Lebanese Banks Association building in Beirut, Wednesday, July 2, 2014. (The Daily Star/Hasan Shaaban)

BEIRUT: Lebanese banks are confident that a proposed United States law tightening financial sanctions on Hezbollah won’t affect the local banking sector, bankers said Wednesday.

“A delegation from the Association of Banks in Lebanon met recently with U.S. officials and congressional leaders in Washington, and we discussed the bill targeting Hezbollah’s finances. We made some remarks about the bill and asked for some modifications and the Americans complied,” one banker told The Daily Star.

He added that the amendments were necessary to protect the Lebanese banks and economy.

The Hezbollah International Financing Prevention Act of 2014, which was submitted to the U.S. House and Senate in April, aims to curb Hezbollah’s financial activities around the world.

The bill seeks to impose sanctions on individuals or institutions that knowingly do business with Hezbollah, or companies or individuals who have been designated by the U.S. as Hezbollah financiers. Any bank targeted by the act would be forbidden from conducting any financial activities in the U.S.

In the U.S. House, the bill has passed the Foreign Affairs Committee and is awaiting action in the Financial Services Committee.
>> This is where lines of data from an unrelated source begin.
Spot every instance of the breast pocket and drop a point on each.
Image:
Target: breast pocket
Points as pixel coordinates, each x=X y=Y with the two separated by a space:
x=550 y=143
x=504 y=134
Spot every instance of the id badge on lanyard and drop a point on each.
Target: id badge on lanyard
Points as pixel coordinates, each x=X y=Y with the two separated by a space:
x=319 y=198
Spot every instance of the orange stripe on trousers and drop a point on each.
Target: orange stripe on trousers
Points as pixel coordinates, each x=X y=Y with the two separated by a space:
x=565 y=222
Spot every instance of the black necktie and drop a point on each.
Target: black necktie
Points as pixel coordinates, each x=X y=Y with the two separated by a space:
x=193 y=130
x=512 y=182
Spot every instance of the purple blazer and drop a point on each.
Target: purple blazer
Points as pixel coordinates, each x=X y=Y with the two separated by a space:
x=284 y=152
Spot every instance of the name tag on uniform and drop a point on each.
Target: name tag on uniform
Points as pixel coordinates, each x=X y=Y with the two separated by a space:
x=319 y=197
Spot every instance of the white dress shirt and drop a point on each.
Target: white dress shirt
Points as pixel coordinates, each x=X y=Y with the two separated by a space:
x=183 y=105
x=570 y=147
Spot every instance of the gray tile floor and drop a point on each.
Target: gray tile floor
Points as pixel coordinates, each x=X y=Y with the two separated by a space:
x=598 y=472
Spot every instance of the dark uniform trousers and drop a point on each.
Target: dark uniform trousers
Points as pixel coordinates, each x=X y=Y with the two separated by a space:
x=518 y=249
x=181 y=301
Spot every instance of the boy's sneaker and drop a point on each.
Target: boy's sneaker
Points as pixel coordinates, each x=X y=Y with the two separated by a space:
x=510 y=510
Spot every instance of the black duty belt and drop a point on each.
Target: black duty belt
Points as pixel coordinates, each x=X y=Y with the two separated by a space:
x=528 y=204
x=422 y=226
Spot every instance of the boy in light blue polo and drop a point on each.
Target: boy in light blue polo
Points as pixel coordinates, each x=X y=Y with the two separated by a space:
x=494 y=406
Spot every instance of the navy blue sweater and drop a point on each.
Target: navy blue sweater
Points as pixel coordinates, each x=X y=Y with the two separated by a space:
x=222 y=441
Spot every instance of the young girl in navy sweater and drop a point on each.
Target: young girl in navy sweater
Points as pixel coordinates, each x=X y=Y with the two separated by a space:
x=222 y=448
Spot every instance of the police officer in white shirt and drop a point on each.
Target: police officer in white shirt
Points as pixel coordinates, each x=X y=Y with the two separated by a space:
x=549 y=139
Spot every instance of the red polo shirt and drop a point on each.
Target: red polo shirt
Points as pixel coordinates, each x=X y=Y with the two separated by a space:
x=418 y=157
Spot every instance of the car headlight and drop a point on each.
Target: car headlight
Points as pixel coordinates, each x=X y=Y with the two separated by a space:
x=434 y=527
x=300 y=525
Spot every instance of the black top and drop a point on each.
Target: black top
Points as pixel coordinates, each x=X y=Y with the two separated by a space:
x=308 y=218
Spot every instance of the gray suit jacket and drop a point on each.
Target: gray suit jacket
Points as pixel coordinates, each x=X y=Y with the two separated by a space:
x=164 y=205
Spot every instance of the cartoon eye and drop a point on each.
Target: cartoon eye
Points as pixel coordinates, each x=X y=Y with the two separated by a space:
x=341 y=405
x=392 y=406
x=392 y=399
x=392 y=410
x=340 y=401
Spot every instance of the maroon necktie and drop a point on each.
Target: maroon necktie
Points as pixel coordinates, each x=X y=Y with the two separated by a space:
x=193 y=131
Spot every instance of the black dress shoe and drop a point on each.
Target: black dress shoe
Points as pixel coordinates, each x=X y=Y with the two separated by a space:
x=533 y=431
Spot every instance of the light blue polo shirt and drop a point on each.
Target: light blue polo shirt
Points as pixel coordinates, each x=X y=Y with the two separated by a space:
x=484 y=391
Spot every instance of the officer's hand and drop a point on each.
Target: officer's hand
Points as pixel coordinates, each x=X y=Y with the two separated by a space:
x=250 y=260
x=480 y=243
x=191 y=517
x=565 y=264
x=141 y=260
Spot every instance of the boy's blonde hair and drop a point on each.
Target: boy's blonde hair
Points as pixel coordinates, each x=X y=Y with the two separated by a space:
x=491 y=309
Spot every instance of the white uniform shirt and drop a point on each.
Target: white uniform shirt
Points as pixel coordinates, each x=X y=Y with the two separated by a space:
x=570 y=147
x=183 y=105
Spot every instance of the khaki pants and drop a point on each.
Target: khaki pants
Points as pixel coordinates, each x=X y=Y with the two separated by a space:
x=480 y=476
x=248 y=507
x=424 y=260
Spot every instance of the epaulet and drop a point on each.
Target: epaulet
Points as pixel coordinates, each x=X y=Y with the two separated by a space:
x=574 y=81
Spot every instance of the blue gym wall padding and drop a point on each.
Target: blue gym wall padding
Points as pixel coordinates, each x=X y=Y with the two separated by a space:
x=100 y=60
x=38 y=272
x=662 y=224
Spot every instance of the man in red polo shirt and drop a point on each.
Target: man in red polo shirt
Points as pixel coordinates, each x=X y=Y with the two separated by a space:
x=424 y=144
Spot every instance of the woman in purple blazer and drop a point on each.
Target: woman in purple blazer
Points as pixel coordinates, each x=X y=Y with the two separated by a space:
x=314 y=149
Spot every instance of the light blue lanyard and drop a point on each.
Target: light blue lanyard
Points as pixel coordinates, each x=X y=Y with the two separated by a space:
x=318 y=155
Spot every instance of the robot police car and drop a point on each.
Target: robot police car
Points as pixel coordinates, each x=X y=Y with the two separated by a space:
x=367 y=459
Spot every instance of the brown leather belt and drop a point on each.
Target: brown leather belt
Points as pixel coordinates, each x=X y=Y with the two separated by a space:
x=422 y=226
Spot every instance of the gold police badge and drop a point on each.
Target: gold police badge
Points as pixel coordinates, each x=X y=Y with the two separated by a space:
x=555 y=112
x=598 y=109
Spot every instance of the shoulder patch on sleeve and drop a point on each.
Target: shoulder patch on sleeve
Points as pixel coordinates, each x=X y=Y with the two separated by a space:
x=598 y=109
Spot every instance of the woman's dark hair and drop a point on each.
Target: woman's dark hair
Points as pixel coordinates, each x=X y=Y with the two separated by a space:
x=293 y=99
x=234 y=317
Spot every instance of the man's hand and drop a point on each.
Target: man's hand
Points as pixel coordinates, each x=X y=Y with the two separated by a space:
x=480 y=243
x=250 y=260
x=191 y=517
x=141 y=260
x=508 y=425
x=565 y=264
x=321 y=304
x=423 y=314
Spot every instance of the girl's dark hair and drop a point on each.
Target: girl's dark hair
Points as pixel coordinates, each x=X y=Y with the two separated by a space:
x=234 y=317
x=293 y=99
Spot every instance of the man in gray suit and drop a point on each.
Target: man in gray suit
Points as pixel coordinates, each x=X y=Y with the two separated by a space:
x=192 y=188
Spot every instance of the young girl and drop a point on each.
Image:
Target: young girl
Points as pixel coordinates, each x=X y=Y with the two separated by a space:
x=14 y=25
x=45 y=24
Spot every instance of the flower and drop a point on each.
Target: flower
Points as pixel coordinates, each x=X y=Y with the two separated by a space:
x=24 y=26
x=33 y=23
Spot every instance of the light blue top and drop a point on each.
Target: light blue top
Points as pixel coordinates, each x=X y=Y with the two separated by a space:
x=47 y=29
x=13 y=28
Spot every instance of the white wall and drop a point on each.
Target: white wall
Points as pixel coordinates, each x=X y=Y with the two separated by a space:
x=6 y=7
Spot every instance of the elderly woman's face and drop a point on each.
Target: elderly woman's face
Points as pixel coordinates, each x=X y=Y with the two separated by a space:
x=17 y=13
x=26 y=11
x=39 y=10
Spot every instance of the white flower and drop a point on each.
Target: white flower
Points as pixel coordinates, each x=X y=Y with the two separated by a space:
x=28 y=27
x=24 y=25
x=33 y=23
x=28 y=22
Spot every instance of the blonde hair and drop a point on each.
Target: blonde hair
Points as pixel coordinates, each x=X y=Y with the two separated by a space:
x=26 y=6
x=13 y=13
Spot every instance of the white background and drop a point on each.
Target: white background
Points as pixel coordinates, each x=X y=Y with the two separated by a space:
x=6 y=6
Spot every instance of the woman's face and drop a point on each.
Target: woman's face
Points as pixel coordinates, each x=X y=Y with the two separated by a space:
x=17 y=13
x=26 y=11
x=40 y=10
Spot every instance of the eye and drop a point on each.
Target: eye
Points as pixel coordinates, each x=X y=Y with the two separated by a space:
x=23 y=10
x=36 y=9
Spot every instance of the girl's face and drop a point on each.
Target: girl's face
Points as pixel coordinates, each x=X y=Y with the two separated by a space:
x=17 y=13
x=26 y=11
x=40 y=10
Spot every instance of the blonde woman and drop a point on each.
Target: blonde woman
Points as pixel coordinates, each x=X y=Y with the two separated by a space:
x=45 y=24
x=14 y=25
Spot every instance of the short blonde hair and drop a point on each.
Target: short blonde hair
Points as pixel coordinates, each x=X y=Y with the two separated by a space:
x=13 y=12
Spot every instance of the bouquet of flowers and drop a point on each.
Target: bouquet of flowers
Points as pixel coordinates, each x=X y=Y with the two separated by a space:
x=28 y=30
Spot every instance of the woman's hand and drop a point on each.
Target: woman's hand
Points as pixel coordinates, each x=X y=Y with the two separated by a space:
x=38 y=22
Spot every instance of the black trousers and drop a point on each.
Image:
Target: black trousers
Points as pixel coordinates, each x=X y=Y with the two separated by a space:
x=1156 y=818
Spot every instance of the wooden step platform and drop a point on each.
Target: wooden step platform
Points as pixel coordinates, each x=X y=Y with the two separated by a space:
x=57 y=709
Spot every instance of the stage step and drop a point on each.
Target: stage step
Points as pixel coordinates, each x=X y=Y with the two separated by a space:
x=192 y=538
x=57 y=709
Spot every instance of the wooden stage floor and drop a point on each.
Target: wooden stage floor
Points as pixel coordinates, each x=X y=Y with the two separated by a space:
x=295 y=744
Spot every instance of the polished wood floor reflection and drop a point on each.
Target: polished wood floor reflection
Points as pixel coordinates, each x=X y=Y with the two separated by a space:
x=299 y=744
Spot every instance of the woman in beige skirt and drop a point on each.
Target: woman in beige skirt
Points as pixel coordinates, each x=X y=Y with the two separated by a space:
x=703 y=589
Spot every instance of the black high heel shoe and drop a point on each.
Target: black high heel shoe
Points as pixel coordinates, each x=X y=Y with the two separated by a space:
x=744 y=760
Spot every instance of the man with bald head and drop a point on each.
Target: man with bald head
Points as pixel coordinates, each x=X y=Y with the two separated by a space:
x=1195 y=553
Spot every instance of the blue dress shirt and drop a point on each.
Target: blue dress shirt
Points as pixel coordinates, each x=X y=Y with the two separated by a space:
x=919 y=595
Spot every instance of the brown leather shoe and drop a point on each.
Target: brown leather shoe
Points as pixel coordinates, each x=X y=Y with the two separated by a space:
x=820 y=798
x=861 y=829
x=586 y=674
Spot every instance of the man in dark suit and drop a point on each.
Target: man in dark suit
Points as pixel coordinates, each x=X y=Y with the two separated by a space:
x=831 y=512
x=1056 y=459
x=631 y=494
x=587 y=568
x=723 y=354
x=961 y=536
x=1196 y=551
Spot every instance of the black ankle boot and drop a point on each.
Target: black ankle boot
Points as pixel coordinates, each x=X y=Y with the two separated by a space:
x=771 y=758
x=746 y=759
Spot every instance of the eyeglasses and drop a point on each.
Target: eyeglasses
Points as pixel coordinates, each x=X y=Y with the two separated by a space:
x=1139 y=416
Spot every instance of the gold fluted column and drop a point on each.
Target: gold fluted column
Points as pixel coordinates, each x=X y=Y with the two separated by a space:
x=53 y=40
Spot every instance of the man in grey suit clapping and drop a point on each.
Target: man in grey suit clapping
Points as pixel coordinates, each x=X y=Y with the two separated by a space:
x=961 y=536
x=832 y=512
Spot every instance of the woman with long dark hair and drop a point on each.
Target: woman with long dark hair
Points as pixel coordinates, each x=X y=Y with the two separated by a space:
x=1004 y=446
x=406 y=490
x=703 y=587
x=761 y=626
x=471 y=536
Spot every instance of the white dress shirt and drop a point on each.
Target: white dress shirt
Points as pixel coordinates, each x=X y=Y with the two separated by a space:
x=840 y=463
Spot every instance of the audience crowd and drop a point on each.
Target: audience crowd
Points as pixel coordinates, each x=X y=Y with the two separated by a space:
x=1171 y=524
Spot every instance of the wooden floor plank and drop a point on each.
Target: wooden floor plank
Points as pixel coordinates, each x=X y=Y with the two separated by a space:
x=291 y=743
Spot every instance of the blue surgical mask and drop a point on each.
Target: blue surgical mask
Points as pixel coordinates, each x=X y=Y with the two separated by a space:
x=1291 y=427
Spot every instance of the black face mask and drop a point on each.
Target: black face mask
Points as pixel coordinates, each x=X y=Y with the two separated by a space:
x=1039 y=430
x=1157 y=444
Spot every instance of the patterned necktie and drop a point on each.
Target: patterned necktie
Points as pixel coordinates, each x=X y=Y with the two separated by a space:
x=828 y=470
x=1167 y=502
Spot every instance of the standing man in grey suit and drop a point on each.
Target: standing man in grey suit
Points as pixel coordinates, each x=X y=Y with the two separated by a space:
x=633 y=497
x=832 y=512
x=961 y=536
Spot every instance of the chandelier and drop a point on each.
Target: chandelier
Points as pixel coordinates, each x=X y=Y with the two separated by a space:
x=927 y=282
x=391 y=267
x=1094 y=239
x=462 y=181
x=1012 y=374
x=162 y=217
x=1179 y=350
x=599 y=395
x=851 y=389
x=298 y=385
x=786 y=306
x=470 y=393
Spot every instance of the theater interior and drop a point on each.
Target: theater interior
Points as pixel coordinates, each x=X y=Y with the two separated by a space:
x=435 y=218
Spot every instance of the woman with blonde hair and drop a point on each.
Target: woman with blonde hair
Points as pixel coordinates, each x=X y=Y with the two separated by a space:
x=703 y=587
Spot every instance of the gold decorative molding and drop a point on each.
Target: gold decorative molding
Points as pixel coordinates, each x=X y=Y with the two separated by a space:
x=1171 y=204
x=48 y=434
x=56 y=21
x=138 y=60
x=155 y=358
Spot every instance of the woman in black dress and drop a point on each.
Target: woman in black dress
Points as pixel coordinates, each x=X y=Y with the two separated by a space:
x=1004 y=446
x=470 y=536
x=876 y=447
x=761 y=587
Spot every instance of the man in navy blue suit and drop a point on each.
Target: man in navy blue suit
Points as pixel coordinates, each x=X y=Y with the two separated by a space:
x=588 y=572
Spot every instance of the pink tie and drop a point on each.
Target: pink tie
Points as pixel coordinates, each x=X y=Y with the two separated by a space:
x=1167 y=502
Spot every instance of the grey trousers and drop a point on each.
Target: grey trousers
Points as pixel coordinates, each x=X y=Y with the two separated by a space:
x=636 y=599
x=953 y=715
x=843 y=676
The Senate has referred its draft to the Banking Committee.

The banker explained that the ABL recommended that Lebanese banks should not be responsible for any mistake or oversight made by a correspondent bank.

“We are committed to any decision taken by the United States and European authorities, the banker said. “We have no interest whatsoever in damaging our reputation.”

Every banker who spoke to The Daily Star emphasized that Lebanese banks update their list of individuals and groups believed to be involved in terrorist funding or money laundering.

The list includes the names of Hezbollah members or people close to them.

The new bill does not expand those targeted by the financial sanctions, but increases the penalties and reporting requirements for financial institutions.

“The bill did not mention names. We only comply with the list of names supplied to us by the U.S. authorities. I can’t say for sure if the list will include in the future individuals who have some relationship with the party,” one banker said.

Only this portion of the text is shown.